Spazientito dalle sue generalizzazioni, dalle vaghe frasi che pronunciava, dissi:
— È implicito nelle vostre parole il concetto che questo non sia il momento giusto. Mi consigliate forse di annullare la mia udienza?
La mia gaffe era ancora peggiore in lingua Kharidi, ma Estraven non sorrise, né fece una smorfia.
— Temo che soltanto il re abbia questo privilegio — disse, in tono blando.

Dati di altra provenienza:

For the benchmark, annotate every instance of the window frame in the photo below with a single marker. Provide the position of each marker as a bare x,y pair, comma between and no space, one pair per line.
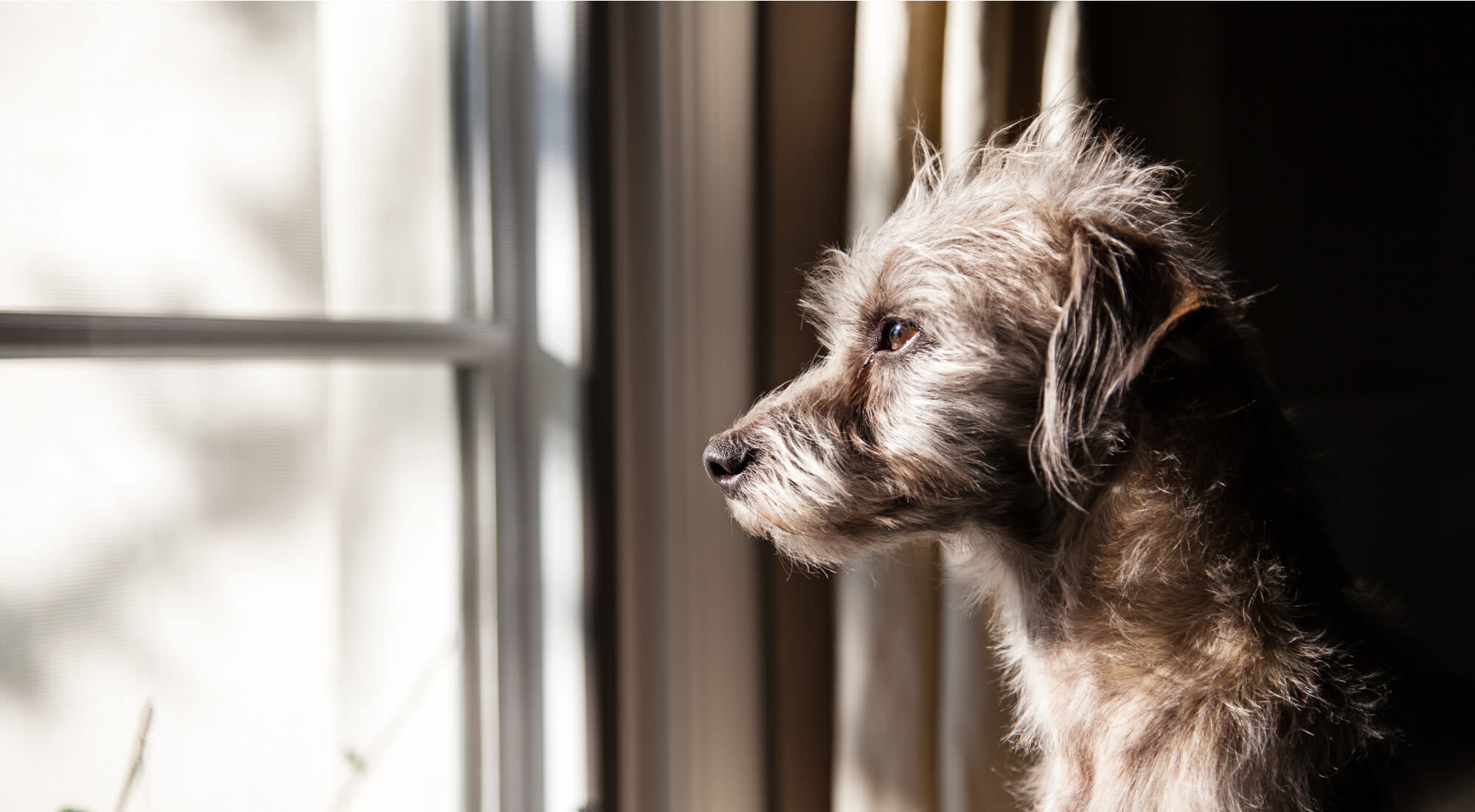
493,69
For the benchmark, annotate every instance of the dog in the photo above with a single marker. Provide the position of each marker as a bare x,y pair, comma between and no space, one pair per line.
1036,362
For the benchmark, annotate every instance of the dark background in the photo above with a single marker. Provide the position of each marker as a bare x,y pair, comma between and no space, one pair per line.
1330,147
1328,154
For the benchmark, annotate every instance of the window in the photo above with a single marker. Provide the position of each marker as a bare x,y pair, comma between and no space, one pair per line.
291,451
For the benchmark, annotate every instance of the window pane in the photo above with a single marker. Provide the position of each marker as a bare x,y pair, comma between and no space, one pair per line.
226,159
268,552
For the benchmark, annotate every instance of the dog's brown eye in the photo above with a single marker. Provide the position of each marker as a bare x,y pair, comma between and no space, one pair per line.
896,336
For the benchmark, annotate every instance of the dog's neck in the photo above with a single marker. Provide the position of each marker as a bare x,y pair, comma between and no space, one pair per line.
1165,647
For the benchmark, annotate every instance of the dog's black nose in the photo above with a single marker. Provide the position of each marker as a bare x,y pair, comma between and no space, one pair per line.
726,459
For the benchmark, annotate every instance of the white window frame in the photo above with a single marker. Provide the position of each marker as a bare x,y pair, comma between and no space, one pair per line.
499,377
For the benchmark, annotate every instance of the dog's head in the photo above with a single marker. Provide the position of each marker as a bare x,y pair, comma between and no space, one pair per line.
976,350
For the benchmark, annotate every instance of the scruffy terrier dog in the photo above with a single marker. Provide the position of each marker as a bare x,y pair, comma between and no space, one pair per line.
1035,362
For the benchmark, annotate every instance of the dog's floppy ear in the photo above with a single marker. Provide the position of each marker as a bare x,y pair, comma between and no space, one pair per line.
1123,296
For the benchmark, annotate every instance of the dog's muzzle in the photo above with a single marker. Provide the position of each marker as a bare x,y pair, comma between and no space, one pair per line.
726,459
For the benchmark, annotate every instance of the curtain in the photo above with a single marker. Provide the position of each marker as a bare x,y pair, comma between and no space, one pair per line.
920,715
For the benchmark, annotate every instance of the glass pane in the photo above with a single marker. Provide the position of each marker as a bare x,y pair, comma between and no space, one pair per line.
266,554
226,159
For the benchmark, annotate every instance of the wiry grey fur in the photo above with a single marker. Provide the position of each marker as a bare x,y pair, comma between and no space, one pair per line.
1083,414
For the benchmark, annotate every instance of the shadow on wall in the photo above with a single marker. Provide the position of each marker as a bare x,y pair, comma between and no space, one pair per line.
1333,156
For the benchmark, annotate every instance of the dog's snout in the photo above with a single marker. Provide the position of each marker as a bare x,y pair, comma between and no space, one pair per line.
726,459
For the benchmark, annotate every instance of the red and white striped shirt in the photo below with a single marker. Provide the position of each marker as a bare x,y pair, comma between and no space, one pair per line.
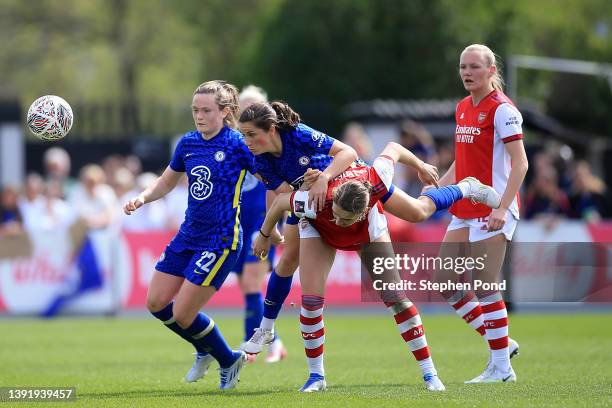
480,134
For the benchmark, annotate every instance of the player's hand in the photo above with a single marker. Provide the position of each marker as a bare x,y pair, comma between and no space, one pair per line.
276,238
133,205
427,188
428,174
261,246
318,193
310,177
497,219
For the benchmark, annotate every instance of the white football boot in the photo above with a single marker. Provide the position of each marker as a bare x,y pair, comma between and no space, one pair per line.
481,193
199,368
433,382
490,371
258,340
314,383
276,351
231,375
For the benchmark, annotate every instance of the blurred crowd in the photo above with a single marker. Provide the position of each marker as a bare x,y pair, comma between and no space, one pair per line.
557,186
54,200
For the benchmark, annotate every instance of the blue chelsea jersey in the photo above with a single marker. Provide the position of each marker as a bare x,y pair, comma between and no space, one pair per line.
215,169
303,148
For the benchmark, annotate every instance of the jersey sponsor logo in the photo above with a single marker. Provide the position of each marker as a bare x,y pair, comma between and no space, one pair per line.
467,130
318,137
299,206
297,183
512,121
201,188
219,156
465,134
464,139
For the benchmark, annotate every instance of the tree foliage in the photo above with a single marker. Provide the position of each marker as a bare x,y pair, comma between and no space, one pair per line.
317,55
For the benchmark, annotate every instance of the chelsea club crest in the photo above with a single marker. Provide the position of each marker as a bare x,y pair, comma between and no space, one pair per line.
219,156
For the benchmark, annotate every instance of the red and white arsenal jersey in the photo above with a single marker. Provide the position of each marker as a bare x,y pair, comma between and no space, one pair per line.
350,238
480,135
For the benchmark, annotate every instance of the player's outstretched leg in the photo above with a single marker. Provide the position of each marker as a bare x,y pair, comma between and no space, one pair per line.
313,333
276,293
480,193
411,329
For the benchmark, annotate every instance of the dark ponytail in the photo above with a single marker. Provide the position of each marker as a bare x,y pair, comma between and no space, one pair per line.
263,115
286,118
353,196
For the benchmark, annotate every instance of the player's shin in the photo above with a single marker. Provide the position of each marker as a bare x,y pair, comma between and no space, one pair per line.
466,305
496,326
167,318
206,334
411,329
276,293
253,313
313,332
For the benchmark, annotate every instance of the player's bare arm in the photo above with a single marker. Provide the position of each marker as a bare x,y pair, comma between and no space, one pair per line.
343,156
162,186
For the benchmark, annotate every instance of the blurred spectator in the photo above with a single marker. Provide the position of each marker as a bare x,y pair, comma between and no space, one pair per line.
355,136
57,169
152,216
133,164
419,141
124,184
588,196
94,200
544,197
11,220
251,94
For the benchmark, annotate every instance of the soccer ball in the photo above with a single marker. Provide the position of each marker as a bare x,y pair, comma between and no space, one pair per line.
50,117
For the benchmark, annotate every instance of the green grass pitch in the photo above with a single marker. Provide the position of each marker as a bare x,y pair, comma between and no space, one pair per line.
565,360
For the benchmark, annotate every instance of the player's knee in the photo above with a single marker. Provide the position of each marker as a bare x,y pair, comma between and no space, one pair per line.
286,266
157,303
183,318
249,285
420,215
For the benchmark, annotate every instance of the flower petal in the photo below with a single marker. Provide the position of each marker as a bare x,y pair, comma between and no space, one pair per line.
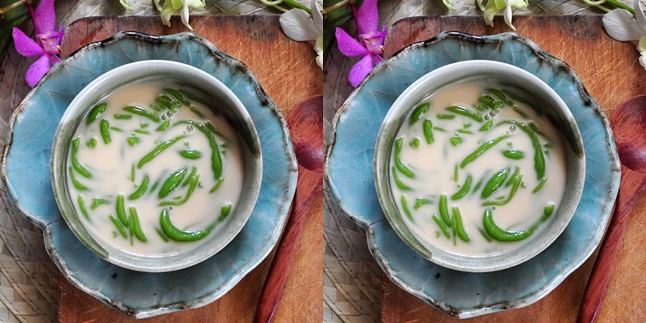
298,25
44,17
620,25
639,16
367,17
348,46
508,16
36,71
26,46
360,70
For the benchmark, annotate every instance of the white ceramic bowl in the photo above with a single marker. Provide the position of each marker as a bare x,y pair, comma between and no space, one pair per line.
224,103
550,104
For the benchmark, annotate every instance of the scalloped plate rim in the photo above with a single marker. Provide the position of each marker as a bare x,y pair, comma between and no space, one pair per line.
370,227
215,293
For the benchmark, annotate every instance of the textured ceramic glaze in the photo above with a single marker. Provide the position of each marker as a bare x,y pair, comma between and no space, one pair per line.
550,105
349,177
26,172
227,104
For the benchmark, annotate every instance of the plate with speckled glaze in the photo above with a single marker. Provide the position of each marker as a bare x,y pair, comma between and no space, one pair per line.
349,177
26,172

— Oh, Dio, sì. Non intendevo quello. — Mi presi il capo tra le mani, per un momento. Allevato nell'apertissima, libera società della Terra, non avrei mai saputo dominare il protocollo, né l'impassibilità, così apprezzati dai karhidiani. Sapevo bene cos'era un re, la storia stessa della Terra ne è piena, ma non avevo un'esperienza a guidarmi, per farmi avvertire automaticamente il senso del privilegio… non avevo tatto. Sollevai il mio boccale e bevvi un sorso caldo e lungo e amaro. — Bene, dirò al re meno di quanto intendessi dire, quando potevo contare su di voi.
— Bene.
— Perché bene? — domandai.
— Ebbene, signor Ai, voi non siete pazzo. Io non sono pazzo. Ma in fondo, né voi né io siamo re, vedete… Suppongo che intendeste dire ad Argaven, razionalmente, che la vostra missione qui consiste nel tentare di stabilire una alleanza tra Gethen e l'Ecumene. E, razionalmente, egli questo lo sa già; perché, come sapete, io gliel'ho detto. Ho spinto la vostra causa, imponendola alla sua attenzione, esortandolo a considerarla, ho cercato di farlo interessare a voi. È stato fatto male, con una scelta dei tempi ancor peggiore. Ho dimenticato, essendo io stesso troppo interessato, che egli è un re, e non vede le cose razionalmente, ma come un re. Tutto ciò che gli ho detto significa per lui, semplicemente, che il suo potere è minacciato, che il suo regno è un granello di polvere nello spazio, che la sua regalità è uno scherzo per gli uomini che governano cento mondi.